Every Monday for 15 years now – I may have missed 20-25 weeks during that time – I have written a letter to my children, tucked the one pagers in a #10 envelope, stuck a stamp on each envelope and deposited the letters in the nearest mailbox.
The letters have been my way of keeping a line of communication open. The letters aren’t a leash, but instead are just how I span the distance between them and me (Ellen, shown above with her husband Tim) and my son Reid (on the right in the photo). Ellen is in St. Paul, Minnesota, and Reid
A bit of history is in order. When Ellen went off to college (escaped home life really) it was a tough go for her parents. All the things that the suddenly empty nester parent thinks about literally raced through my mind. Would she be lonely? Would she miss me, my wife and her teenage brother? Does she have enough money? Did we forget something – as jam packed as the van was, it’s a surprise there was anything left at home – we needed rush to her? But it was our worries I worried about.
The day after we got home, on a Monday, I wrote Ellen a letter and plopped it in the mail.

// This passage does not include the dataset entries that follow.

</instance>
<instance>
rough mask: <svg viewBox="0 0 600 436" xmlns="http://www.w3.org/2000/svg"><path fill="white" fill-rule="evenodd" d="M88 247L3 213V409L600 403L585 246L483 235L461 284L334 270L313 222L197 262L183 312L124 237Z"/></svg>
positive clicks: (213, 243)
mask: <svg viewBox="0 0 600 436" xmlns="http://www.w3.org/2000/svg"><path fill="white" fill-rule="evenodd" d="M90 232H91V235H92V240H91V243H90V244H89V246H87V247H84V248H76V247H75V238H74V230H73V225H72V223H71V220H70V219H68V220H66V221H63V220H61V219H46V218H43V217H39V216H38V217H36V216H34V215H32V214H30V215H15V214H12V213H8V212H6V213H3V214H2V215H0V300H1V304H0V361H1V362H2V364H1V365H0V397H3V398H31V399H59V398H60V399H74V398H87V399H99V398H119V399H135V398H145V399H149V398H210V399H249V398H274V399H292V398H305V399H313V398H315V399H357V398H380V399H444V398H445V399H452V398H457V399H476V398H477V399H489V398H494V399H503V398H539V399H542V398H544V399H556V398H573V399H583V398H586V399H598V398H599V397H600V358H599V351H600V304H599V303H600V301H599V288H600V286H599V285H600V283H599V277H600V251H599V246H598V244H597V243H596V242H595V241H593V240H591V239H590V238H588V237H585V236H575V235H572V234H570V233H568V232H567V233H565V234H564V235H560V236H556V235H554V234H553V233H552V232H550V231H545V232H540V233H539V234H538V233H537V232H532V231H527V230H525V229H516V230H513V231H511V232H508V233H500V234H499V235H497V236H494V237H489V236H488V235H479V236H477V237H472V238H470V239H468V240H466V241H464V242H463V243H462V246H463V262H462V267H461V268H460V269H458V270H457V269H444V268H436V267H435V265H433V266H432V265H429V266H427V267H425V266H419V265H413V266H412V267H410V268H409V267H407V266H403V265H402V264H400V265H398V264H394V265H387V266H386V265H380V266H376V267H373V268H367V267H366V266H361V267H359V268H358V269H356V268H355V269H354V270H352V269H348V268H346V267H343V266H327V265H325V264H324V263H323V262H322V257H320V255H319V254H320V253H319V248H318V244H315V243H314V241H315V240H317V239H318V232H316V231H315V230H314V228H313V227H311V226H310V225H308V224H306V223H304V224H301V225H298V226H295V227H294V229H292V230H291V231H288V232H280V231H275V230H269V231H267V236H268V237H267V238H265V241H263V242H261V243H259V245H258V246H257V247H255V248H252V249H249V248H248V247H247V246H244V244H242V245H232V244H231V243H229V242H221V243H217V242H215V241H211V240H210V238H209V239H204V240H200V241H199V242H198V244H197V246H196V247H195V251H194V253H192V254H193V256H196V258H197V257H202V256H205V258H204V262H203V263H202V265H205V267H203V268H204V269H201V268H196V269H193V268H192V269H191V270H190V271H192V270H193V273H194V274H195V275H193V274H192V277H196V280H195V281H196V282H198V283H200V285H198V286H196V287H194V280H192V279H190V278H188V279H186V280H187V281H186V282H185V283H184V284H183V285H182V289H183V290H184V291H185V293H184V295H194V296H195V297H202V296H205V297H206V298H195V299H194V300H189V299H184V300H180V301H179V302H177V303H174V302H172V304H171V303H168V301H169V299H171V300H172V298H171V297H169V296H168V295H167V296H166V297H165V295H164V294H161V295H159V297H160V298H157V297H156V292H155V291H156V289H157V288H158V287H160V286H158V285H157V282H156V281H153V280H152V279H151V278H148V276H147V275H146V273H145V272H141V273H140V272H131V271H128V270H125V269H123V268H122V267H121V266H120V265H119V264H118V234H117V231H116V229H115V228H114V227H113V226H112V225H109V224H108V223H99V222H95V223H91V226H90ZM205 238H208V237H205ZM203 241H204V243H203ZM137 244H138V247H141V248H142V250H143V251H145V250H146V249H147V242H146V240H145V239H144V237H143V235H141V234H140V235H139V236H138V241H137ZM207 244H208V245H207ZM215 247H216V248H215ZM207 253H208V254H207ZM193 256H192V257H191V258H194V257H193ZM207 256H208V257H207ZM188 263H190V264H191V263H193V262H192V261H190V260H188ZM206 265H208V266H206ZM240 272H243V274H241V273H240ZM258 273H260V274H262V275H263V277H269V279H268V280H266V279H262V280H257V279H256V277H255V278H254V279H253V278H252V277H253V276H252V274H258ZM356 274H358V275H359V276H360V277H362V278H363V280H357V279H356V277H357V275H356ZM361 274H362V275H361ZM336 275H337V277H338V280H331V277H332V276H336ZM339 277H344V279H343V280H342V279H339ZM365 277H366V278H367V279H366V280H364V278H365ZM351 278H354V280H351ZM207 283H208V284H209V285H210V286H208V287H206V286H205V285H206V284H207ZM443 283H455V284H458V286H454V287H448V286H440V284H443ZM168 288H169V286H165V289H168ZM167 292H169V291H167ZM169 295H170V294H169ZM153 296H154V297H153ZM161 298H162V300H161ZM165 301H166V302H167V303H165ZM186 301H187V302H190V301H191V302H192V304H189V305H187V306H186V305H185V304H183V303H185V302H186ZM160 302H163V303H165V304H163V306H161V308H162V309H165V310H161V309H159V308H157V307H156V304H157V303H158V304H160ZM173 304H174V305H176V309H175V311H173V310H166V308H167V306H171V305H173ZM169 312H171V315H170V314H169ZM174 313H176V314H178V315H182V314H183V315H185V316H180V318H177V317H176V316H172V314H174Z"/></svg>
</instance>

When Reid joined Ellen a couple of years later at the same school, his name was tacked
onto the salutation line. What Ellen saw, Reid saw. What was good for one was good enough for the other. Yet what began as a way to fill a few minutes of their time in college has evolved well beyond that original intention. To me, the accumulated weight of the one-pagers is enormous indeed.

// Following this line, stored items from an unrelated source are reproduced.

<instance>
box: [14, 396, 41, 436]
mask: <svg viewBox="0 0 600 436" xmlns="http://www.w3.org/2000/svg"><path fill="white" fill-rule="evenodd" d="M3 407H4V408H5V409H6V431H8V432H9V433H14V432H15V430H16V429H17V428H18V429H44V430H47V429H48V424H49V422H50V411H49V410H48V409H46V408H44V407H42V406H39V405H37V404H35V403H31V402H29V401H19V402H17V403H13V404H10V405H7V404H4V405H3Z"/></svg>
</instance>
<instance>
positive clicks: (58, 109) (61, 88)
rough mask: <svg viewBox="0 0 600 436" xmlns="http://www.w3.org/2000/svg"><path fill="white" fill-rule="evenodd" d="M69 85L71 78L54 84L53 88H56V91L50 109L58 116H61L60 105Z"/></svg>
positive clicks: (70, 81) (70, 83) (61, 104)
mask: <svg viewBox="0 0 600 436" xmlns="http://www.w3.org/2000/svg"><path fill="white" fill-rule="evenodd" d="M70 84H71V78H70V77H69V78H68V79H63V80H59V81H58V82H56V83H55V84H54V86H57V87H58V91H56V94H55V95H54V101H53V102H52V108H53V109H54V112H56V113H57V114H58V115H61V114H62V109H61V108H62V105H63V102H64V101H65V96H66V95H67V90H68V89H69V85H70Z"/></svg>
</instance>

Although they’re adults now, every Monday another letter is mailed. I may have missed a handful Mondays over the years but not very many.
What does The Weight of a Single Page mean? To me, letters have a heft and a gravity that far outweigh their scant weight. With very rare exceptions, every letter to Ellen and Reid has been a single page.

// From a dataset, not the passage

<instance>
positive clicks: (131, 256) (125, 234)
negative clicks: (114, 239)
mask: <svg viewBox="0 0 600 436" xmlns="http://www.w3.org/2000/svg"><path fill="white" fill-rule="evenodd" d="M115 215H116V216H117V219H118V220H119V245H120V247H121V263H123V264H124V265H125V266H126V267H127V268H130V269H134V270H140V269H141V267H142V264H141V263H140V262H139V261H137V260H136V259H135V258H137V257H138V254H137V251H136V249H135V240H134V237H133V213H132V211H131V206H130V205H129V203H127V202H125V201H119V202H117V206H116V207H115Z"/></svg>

I’ll be pretty respectful of your time (and your interest). Posts are every Monday and typically are the previous week’s letter to the kids. Each post will be kept in the range of a few hundred words so as not to overly bore you with long diatribes or meanderings. (Some passages of some letters are removed since there are issues that will stay between me and my two.)
You’ll see, too, the one common thread that runs through this fabric; how the relatively simple act of writing a letter has, at least to this dad and in good times and bad, created some sort of bond and is a chronicle of our family history one page at a time.